In what could be seen as a more moderate approach from Cricket Australia (CA) to resolve the ongoing pay dispute with the Australian Cricketers’ Association (CA), the country’s cricket board and the states have backed down from a threat to send out contracts under the terms of the new pay proposal already rejected by the players.

Cricket Australia and the ACA are beginning the difficult task of reaching an agreement ahead of the June 30 expiry of the current pay MoU. As per ESPNcricinfo, letters of intent have been sent to Australia’s domestic players, indicating whether their state plans to contract them for 2017-18 and for how many seasons beyond.

The letters of intent, however, don’t include any financial details or the contracts which usually arrive at the same time. This move is a marked departure from the James Sutherland’s (CA chief executive) May 12 letter to the ACA, in which he said the contracts would be “consistent with CA’s proposal, and they will be conditional on a new MoU being in place.”

It is learnt that some of the state players have been asked to train with their respective states until more is known about how many places and how much money will be available to each state. Rookie contracted players, the entry level for many domestic cricketers, are in a similar uncertain position.

The cricket board has already publicized the list of players who will be offered central contracts for the 2017-18 season with Pat Howard, Cricket Australia’s newly re-signed executive general manager of team performance, individually approaching Test skipper Steve Smith, vice-captain David Warner, fast bowlers Mitchell Starc, Josh Hazlewood and Pat Cummins with verbal offers of three-year deals rather than standard one-year central contracts on the condition that they skip the Indian Premier League (IPL).

The terms of the three-year-deals, discussed informally with Howard, were regarded by the players as underwhelming, with the only perceived incentive for them being the security of a three-year contract.

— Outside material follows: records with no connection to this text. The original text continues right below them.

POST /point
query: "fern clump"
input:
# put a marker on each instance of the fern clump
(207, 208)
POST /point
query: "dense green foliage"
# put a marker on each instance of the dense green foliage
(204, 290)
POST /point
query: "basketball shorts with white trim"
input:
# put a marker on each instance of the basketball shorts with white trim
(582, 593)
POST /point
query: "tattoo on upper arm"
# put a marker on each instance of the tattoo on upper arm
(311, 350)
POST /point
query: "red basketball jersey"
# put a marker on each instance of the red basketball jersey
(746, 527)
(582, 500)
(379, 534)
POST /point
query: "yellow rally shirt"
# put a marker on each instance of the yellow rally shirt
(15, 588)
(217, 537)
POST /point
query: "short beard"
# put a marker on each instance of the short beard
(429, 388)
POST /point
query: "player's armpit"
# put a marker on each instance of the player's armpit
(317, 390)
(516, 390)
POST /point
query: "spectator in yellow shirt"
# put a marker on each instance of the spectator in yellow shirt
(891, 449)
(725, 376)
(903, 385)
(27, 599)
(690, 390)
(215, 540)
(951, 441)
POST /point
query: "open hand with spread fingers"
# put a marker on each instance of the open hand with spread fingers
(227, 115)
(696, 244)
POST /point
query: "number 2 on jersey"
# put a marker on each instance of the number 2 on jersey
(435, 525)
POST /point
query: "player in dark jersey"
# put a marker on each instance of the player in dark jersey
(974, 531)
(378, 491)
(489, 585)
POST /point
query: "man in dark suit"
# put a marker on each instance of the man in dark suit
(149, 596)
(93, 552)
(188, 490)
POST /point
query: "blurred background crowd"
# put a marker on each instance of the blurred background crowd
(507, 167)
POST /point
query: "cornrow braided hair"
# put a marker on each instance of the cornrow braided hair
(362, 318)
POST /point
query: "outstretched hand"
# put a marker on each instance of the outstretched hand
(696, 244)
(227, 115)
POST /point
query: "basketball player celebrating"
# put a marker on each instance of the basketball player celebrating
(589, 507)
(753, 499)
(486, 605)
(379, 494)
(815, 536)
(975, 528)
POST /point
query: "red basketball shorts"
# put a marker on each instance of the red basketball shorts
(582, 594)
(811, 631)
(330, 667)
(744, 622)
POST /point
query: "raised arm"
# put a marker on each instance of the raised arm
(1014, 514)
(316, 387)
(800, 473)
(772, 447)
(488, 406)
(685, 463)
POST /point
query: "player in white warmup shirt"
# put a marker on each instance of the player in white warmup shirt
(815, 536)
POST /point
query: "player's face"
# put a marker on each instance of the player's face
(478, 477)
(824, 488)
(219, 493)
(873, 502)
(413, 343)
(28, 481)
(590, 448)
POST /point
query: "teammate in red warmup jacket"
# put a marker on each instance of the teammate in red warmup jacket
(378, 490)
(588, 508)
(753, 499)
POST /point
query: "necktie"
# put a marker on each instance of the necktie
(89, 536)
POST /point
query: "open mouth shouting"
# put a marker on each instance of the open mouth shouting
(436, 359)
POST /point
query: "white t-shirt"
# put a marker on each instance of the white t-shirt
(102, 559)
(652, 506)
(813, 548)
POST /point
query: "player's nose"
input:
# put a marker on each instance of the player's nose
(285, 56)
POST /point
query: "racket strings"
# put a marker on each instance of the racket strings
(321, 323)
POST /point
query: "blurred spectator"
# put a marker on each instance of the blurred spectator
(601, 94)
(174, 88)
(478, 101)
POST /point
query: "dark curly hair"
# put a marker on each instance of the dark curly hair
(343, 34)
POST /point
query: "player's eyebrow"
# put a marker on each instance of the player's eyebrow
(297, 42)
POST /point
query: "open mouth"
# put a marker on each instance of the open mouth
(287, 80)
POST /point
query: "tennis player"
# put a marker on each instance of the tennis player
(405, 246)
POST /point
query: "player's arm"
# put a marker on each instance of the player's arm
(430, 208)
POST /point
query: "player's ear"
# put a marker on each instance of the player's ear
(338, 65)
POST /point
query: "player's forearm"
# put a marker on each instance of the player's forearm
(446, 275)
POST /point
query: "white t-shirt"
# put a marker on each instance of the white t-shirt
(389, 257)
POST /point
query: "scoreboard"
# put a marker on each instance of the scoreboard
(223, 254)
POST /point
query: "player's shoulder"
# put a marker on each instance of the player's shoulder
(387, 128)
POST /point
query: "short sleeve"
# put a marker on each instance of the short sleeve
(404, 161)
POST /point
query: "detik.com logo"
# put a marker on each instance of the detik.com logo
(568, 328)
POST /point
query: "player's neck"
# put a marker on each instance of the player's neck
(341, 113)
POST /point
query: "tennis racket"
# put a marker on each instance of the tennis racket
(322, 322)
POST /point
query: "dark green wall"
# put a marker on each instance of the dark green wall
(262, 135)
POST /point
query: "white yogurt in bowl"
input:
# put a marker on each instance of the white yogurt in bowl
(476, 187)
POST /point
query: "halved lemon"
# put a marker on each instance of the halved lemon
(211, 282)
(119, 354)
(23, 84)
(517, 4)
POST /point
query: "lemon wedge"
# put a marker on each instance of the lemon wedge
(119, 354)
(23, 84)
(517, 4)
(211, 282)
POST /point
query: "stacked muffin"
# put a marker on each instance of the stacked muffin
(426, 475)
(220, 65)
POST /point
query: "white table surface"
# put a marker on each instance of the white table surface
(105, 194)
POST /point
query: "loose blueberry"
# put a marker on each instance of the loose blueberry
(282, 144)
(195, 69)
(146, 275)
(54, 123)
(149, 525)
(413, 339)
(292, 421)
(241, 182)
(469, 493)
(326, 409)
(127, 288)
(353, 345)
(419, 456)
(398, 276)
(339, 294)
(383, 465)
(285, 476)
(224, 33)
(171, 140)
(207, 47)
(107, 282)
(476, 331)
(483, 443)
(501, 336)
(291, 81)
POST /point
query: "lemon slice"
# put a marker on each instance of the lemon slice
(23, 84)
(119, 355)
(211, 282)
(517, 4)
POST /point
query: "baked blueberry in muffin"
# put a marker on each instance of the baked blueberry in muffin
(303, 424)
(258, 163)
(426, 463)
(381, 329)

Sutherland had last month insisted that the players will receive around 15 percent hike in pay under the governing body’s new model, while emphasising that there are not many people in the country getting something like that.

However, the ACA had earlier rejected the new pay offer, saying the proposal will be a win for cricket administrators but a loss for the game.

In March, CA made an offer, proposing that the average pay of Australia’s international women players would rise from $A79,000 to $A179,000, while the average remuneration of state cricketers would more than double to $A52,000.

Under CA’s proposal, only male international players would have a share in any surplus revenue, while other domestic male players and women at both domestic and international level would have to settle for fixed amounts which would not fluctuate according to the game’s income.

However, the ACA pointed out a series of concerns with the proposal, saying that it “disrespects the value of domestic cricketers and the role they play in Australian cricket.”

Cricket Australia’s move to scrap a shared revenue model for player payments, which has been in place for nearly 20 years, has been the major bone of contention in this deadlock. CA had in May threatened that players would not be paid beyond June 30.

Hitting back at the threat, Warner had said the players will unanimously reject the new proposal and that they would not “buckle at all” in their pay row with the national board.